Supercars are expensive from the get-go: there’s the initial up-front cost and then from there on out you have high maintenance costs, expensive insurance, and dreaded depreciation to worry about.
That’s before you even drive the thing, of course, after that you have to factor in high fuel consumption and costly repairs.
Taking that into account then, you might be thinking that no one would dare to daily-drive a supercar but here’s the keeper of a Ferrari Enzo which has racked up the kind of mileage you would expect to see on an average Toyota Prius.
Meet The 90,000-Mile Ferrari Hypercar, Which Is Always On The Road
This car is known as the MM Enzo to some people and was seen recently on Instagram where the owner of handle Dryl8k reveals an anecdote about the car that happened recently.
In fact, Dryl8k is the user of the car – Richard Losee is the owner and has been since its delivery around 2003.
As the story goes, Richard wanted to try to get the highest-mileage Enzo in the world, and it looks like he may well have met his goal, now the torch has been passed to the aforementioned gear head on Instagram.
After acquiring the car new in 2003, Richard Losee set about putting miles on the exotic vehicle, but also some extensive changes have been made to the body in the past – this is the first Targa -top Enzo.

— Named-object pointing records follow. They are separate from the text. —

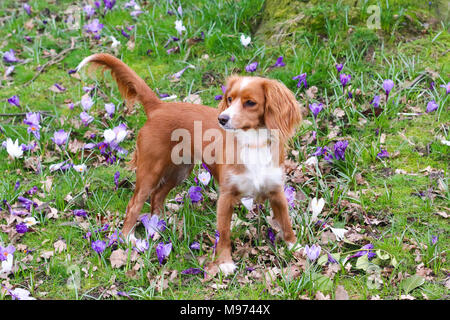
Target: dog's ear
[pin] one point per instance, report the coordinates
(282, 110)
(230, 82)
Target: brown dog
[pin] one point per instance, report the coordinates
(242, 143)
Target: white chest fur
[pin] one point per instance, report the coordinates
(262, 174)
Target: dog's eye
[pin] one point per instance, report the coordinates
(249, 103)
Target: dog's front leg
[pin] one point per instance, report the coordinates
(280, 208)
(225, 206)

The doors were taken off, a new set was purchased – which must have cost a fair bit - and then the top of the doors was removed to create the open-top.
Losee’s MM Enzo was under loan a couple of times to Road And Track magazine also in the first years when they racked up thousands of miles with the supercar.
The MM Enzo: 90,000 Miles And Still Going Strong
Following its stint with the magazine, the car was present at various events which culminated in an appearance in 2006 at the Utah Highway Patrol’s Fast Pass charity event where it was crashed by Losee.
At 206 mph the driver and car lost control and went airborne before the Ferrari was left strewn across the desert and left in a heap of metal.
Luckily, the driver was all in one piece, albeit severely injured, and managed to recover, then rebuilt the MM Enzo with two turbochargers added to raise power to more than 800 hp.
Today we can see the car being reported on as it climbs in mileage where currently it is passing 90,000 miles in style, with no discernable fatigue from the Italian thoroughbred.
All of this proves that mechanical unreliability and constant repairs are not necessarily part-and-parcel with owning a Ferrari or indeed a supercar in general.
Of course, having the pot of money to keep it maintained and in good fettle is essential, but it looks like the Ferrari engine is pretty robust.
The best thing about this story is the knowledge that at least one supercar is being used regularly and not kept in a storage lock-up – there are few things more appealing than a dirty, dusty 6-liter V12 Ferrari hypercar with a long and eventful history.